07/19/2020 | Spotlight
The autonomous handling of supply chain finance processes is bound to have a profound impact on the process industry. Orbit Logistics GmbH and AZHOS AG are testing the concept together with well-known chemical companies.
Installing sensors on silos and tank facilities and linking them with blockchain technology makes it possible to process payments autonomously - in contrast to the traditional sequential supply chain processes. The sensor signals then trigger smart contracts: specific program codes on the block chain that guarantee, for example, the execution of financial transactions, provided that predefined conditions are met. Thus the flow of goods and finances could be synchronised in the future.
The greatest challenge was to create system and legal compatibility. This was achieved by forgoing crypto currencies such as stable coins that are tied to stable assets. Instead, payments are made with E-money, meaning "real money", on the blockchain. This is an absolute innovation in industry and a worldwide precedent, which should make it possible to scale this use case quickly.

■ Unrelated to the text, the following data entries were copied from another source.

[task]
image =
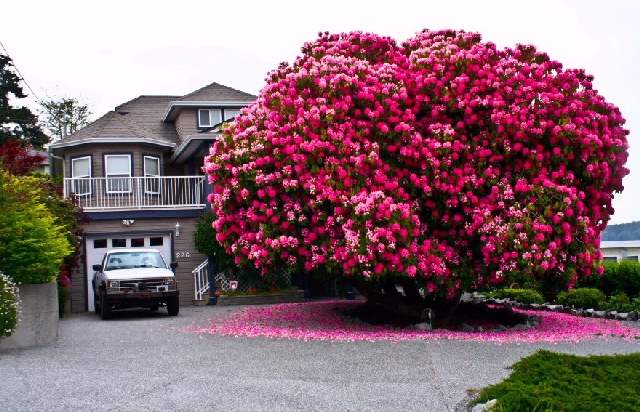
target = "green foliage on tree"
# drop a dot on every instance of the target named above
(33, 245)
(16, 122)
(8, 306)
(64, 116)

This is a big step for the use of blockchain technology in an industrial environment, especially for the autonomous processing of payment transactions. There is practically no effort for the companies, since the transactions take place on the block chain, but the bookings are made in the IBAN accounts by linking them to wallet addresses on the blockchain. An important advantage of this solution is the creation of programmable cash; in the case described it’s "euro on ledger".

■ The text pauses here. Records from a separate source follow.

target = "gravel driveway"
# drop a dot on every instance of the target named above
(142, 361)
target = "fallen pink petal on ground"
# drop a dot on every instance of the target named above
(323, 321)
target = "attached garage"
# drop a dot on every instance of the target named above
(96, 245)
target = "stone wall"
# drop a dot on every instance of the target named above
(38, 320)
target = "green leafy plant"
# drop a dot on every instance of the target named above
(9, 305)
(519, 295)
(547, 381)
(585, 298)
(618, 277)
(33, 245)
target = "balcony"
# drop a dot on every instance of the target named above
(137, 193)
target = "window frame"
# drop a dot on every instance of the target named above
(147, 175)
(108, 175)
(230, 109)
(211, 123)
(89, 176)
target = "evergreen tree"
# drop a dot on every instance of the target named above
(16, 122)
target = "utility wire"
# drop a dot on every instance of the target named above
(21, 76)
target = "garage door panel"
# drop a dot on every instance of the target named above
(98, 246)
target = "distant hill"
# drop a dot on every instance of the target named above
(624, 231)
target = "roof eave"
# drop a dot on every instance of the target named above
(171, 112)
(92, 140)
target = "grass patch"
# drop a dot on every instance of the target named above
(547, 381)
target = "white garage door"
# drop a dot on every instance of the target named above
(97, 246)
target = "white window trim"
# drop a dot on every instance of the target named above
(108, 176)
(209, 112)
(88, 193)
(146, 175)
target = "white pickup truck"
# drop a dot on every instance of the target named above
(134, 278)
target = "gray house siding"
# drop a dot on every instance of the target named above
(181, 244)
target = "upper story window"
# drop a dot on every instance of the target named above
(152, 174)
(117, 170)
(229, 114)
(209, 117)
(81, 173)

The industrial sensors in the silos measure the fill levels and store the inventory data on the block chain in an unchangeable, forgery-proof and thus audit-proof manner. A "proof of existence" is bindingly documented. Together with the electronic delivery note, "proof of delivery", it represents a sufficient and binding basis for the following autonomous payments. If the customer withdraws goods, the changed inventory triggers a transaction. The smart contract determines the amount of the transaction by calculating the value from quantities consumed and price. This type of autonomous settlement is also known as "pay per consumption" or "pay per use".
In the future, such applications with euro on ledger will be able to shorten payment cycles, improve cash flow, eliminate costly posting processes and release capital tied up in the supply chain in a sustainable way.